Cash burn- It goes hand in hand with growth but with $28.5m of cash they have ample funds, however the cashflows will be the ultimate determinate of returns for shareholders. Given the historical burn I think it will be a very important milestone for the business if it come sustainably profitable. If costs finish the year at $22m with $20m in revenue, before accounting for any benefits from interest and tax Aware should finish the year with a small loss and maybe back up with another strong year in cash flow. Building on this, 2025 should then result in a positive NPAT and FCF if things go to plan
Capital Allocation- Management is sitting on a lot of cash and while the business is still transitioning to becoming sustainable profitable they will continue to sit idle on a lot of cash. An acquisition could help boost the transition, and be a key catalyst for the business. Whether they return capital to shareholders or make an acquisition the allocation of the cash will leverage the returns in both directions.
Churn- Aware list their customer retention rate at “>90%”. 10% churn is pretty high, while <5% is more the industry norm. Its hard to know for sure where the dial lies for churn but given they don’t list retention at >95% I assume churn is >5% p.a. For a business that is and has been growing reasonably slow, having to fill the burden of leaving customers makes growth even harder and may highlight some questions about their solutions
Partners- Relaying on partners gives Aware greater access to potential customers at a cheaper prices however ill-incentives can arise when dealing with third parties selling products. How well Aware can incentivise them to sell their products will be a direct function of the quality of their solution and the third parties economic incentive.
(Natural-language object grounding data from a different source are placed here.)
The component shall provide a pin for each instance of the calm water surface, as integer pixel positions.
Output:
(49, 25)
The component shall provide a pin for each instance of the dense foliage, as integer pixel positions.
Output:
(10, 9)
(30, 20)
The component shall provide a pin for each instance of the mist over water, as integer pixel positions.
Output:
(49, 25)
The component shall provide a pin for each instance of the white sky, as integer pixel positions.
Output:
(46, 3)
As it stands I have a smallish position of Aware (5-6%), I plan to grow my position as the business executes and my conviction grows. Not much is required for this to go very well, just some moderate growth and continuing of of the cost discipline seen by management. The downside is well backed by the cash position and investors existing disinterests as long as the cash burn ceases. If the business is able to continue on its trajectory in the coming 12-months there will be some discovery by investors and a likely rerate to a growing profitable business.